By constructing the objective optical system 50 in this way, the frame member 51, the light blocking member 53, and the first lens 4 are provided.
The second lens 54 and the second lens 54 can be cemented independently of each other.

According to this second embodiment, the second lens 5
4 is used to connect the light blocking member 53 to the frame member 51.
Since it can be joined to the hook member 51a of the frame member 51
Since it is not necessary to form the frame member in two steps, the frame member 51 can be processed more easily.

The rest of the configuration, functions and effects are the same as in the first embodiment, so a description thereof will be omitted.

Even if the second lens in the first and second embodiments is a filter, the same effect can be obtained.

Furthermore, if a non-hygroscopic resin such as an epoxy resin is used as the adhesive, it is possible to more reliably prevent the intrusion of moisture from the outside.

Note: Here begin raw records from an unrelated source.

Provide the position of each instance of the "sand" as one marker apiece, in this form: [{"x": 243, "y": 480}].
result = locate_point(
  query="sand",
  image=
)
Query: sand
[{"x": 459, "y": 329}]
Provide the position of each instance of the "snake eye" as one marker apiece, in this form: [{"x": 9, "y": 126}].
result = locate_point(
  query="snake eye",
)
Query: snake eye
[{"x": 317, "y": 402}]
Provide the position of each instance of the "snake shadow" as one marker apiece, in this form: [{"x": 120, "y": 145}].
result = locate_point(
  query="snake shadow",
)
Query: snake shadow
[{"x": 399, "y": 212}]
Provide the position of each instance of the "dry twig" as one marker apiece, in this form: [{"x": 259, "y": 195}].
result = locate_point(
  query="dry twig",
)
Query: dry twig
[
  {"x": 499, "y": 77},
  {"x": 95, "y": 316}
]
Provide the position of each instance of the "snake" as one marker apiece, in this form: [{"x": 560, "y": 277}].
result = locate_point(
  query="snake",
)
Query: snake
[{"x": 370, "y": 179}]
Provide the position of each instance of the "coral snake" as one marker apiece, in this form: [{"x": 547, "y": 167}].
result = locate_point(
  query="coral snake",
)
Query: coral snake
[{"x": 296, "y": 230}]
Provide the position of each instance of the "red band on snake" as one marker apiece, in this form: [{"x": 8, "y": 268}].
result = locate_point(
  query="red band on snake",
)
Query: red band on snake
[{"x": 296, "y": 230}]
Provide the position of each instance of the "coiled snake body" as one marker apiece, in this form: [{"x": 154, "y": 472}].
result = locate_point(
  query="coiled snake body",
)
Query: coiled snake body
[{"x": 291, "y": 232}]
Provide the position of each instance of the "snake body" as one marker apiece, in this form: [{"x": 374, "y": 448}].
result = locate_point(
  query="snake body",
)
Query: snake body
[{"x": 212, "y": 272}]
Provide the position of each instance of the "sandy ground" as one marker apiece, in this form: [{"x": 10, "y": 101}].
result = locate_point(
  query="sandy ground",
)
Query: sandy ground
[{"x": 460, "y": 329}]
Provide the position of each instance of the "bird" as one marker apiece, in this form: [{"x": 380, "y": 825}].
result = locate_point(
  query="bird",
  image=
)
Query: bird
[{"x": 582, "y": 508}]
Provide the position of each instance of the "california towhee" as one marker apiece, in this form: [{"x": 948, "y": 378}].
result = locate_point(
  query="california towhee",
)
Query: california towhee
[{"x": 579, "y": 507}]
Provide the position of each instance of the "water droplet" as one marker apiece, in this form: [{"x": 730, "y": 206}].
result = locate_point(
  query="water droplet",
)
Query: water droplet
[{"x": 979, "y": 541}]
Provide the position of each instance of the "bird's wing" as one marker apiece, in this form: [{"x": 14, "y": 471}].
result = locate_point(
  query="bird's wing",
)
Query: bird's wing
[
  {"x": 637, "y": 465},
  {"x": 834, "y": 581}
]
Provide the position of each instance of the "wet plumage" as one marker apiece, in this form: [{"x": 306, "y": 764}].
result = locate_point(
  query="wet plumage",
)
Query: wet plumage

Further, in order to improve the assembling accuracy of the light shielding member, it is useful to allow the turning blade to escape from the frame member, but this may be used as an adhesive pool. For this reason, it is not necessary to perform post-processing for providing the adhesive pool.

Further, the shape of the second lens is not limited to the convex lens in the above-mentioned first embodiment or the one having a flat surface portion on the tip side in the above-mentioned second embodiment, and may have any shape (for example, a flat plate). Filter).

[0046]

As described above, according to the present invention, the first lens, the light blocking member, and the
In an endoscope objective optical system in which a second lens or a filter is sequentially arranged, a light shielding member is formed to have a smaller diameter than that of the first lens, and the light shielding member is applied to the first lens. While joining in the frame member without contacting,
Since the adhesive pool for joining the first lens is formed in this frame member, it is easy to process, the assembly accuracy is high, and the adhesion strength and watertightness of the lens to the frame member are not impaired without supporting the optical observation function. Can increase
It is possible to effectively prevent visual field haze.

[Brief description of drawings]

FIG. 1 is a structural explanatory view of an objective optical system of an endoscope according to a first embodiment of the present invention.

FIG. 2 is an explanatory diagram of the entire endoscope according to the first embodiment of the present invention.

FIG. 3 is an enlarged view of part A of FIG.

FIG. 4 is a structural explanatory view of an objective optical system of an endoscope according to a second embodiment of the present invention.

FIG. 5 is a structural explanatory view of an objective optical system of an endoscope according to a conventional technique.

FIG. 6 is a structural explanatory view of an objective optical system of an endoscope different from that of FIG. 5 according to a conventional technique.

FIG. 7 is an explanatory diagram of a technique in which an adhesive pool is formed in the first lens radial direction on the frame member of FIG.

FIG. 8 is an explanatory diagram of a technique in which an adhesive pool is formed on the frame member of FIG. 6 in the first lens axis direction.

[Explanation of symbols]

 21 Endoscope 40 Objective Optical System 41 Frame Member 41a Locking Part 42 First Lens 43 Light-shielding Member 44 Second Lens 45 First Adhesive Pool 46 Second Adhesive Pool

Claims (1)

[Claims] 1. An objective optical system for an endoscope in which a first lens, a light shielding member, and a second lens or a filter are sequentially arranged in the frame member from the front end side, wherein the first lens In comparison with the above, the light-shielding member is formed to have a smaller diameter, and the light-shielding member is joined in the frame member without contacting the first lens, and the first lens is joined in the frame member. An objective optical system for an endoscope, which is characterized in that an adhesive pool is formed.